Frost & Sullivan releases the '2025 White Paper on the Development of World Models in China'

Frost & Sullivan releases the '2025 White Paper on the Development of World Models in China'

Published: 2025/09/23

沙利文发布《2025年中国世界模型发展白皮书》

World models are entering a critical transition period towards complex intelligent behavior generation, becoming a key infrastructure for promoting the integration of physical AI with virtual worlds, and helping China to take a leading position in global AI competition. Currently, world models in the field of autonomous driving are moving from research and development testing towards mass production empowerment. By generating massive amounts of high-fidelity scenarios, they drive continuous learning, autonomous verification, and rapid iterative optimization of autonomous driving systems, facilitating the implementation of L3/L4 systems and significantly reducing the cost and time of in-vehicle testing. In the field of embodied intelligence, world models serve as synthetic data engines, breaking through the bottleneck of scarce physical interaction data, providing efficient and safe virtual training environments for robots, and accelerating their adaptation to real-world tasks. Both applications highlight the core value of world models in promoting the closed-loop evolution of AI from perception to action through simulation and generation.

 

This white paper focuses on the cutting-edge artificial intelligence technology of 'World Models', analyzing their current development status, technical paths, market patterns, and future trends. World models are generative AI models that understand the dynamics of the real world (including its physical and spatial attributes). They use input data such as text, images, videos, and motion to generate videos. By learning, they can understand the physical characteristics of real-world environments, thereby representing and predicting dynamics such as motion, stress, and spatial relationships in sensory data, accelerating virtual world generation in physical AI, generating scalable augmented data, thereby eliminating data bottlenecks, and achieving more efficient basic model training. The research purpose of this white paper is to comprehensively sort out the development history, current status, core technologies of world models, and their applications in intelligent driving and embodied intelligence. By comparing and analyzing the capabilities of different manufacturers, it explores the future development trends of world models.

 

 

 

 

PART.01

The World Model 2025: The AI Leap from Perceiving Reality to Deciding the Future

 

World Models, as a generative AI model, are centered around understanding the dynamic laws of the real world (including physical characteristics and spatial attributes) by constructing internal representations, and generating video content with multimodal inputs (text, images, videos, motion data, etc.). They achieve an understanding of the physical attributes of real environments and simulate, guide, and implement decisions by generating environments and actions. Li Feifei, founder of World Labs and professor at Stanford University, pointed out, "World models should not only perceive and model the real world but also possess the ability to foresee possible future states, thereby providing guidance for decision-making." However, in terms of development and current status, world models are still in their early stages, mostly focusing on simulation and compression at the perceptual level, and have not yet truly achieved a stable closed-loop integration of "perception-prediction-decision-making." Although pilot applications have been made in the field of autonomous driving, they rely heavily on specific environments and strong priors, lacking generality and long-term generalization capabilities. Future development directions will concentrate on three aspects: first, enhancing understanding of world states through multimodal inputs; second, introducing causal modeling and controllable generation mechanisms to improve prediction accuracy and behavioral planning capabilities; third, deeply integrating world models with embodied intelligence systems to achieve a leap from "observing the world" to "understanding and participating in the world."

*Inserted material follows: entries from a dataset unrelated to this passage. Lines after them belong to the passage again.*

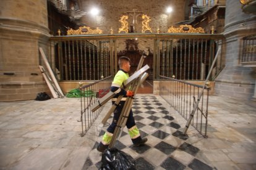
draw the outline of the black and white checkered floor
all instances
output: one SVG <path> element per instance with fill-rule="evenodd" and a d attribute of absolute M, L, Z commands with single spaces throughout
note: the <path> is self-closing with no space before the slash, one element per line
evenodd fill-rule
<path fill-rule="evenodd" d="M 114 147 L 135 160 L 137 169 L 213 169 L 197 158 L 200 151 L 186 142 L 189 136 L 182 134 L 182 127 L 169 113 L 169 105 L 164 105 L 153 95 L 142 95 L 134 100 L 132 110 L 140 135 L 148 140 L 143 146 L 134 147 L 126 127 Z M 108 123 L 112 121 L 109 118 Z M 99 134 L 100 139 L 108 126 Z M 83 169 L 98 169 L 101 164 L 101 154 L 95 147 L 86 160 Z"/>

Data source: Frost & Sullivan analysis, LeadLeo research institute

 

 

PART.02

Different world model vendors, based on their own strategies and technical strengths in different dimensions, have developed unique world model capabilities and related products.

 

The technical capability of world models is built upon four pillars.Causal ReasoningEnable AI to answer hypothetical questions such as 'What will happen if A occurs?' and understand the deep causal relationships between actions and outcomes, thereby enhancing autonomous decision-making capabilities in dynamic environments.Spatiotemporal Consistency: Solves the problems of object distortion and deformation in traditional video generation. The world model is achieved throughLong-term memory mechanisms, latent space modeling, object-centered representationTechnologies such as [X] are used to maintain spatial structure stability and reasonable temporal evolution at a higher dimensionality, generating stable and coherent video sequences.Multi-mode data Physical Rule DescriptionIt is designed to simulate complex physical phenomena such as fluid motion and object collisions. The world model predicts behavior that follows basic 3D geometry and physical rules.3D scene structureRather than simple pixels, this avoids the 'dreamlike' sense of unreality, laying the foundation for subsequent interactions.Execution & Real-time FeedbackBy combining with reinforcement learning, it realizes “perception→ modeling→ planning→ execution→ perception update→ model revision”dynamic loopLow-latency real-time feedback is the foundation of practical applications, which can be achieved through lightweight technology and latent space state generation.

 

The industry typically uses metrics such as FID, FVD, frame rate, duration, and consistency to quantitatively evaluate its performance. Different world model vendors create unique world model capabilities and related products based on their own strategies and technical advantages across different dimensions. Currently, the technical paths are mainly divided into generative and non-generative categories. International vendors such as NVIDIA (COSMOS), Google (Genie3), and Meta (V-JEPA2) have launched leading models.Shang Tang (Jueying Kaiwu)With its innovations such as the 'first high-resolution and sparse control multi-view world model', it competes with these international giants in technical benchmark comparisons and has become a representative vendor of platform-empowering solutions.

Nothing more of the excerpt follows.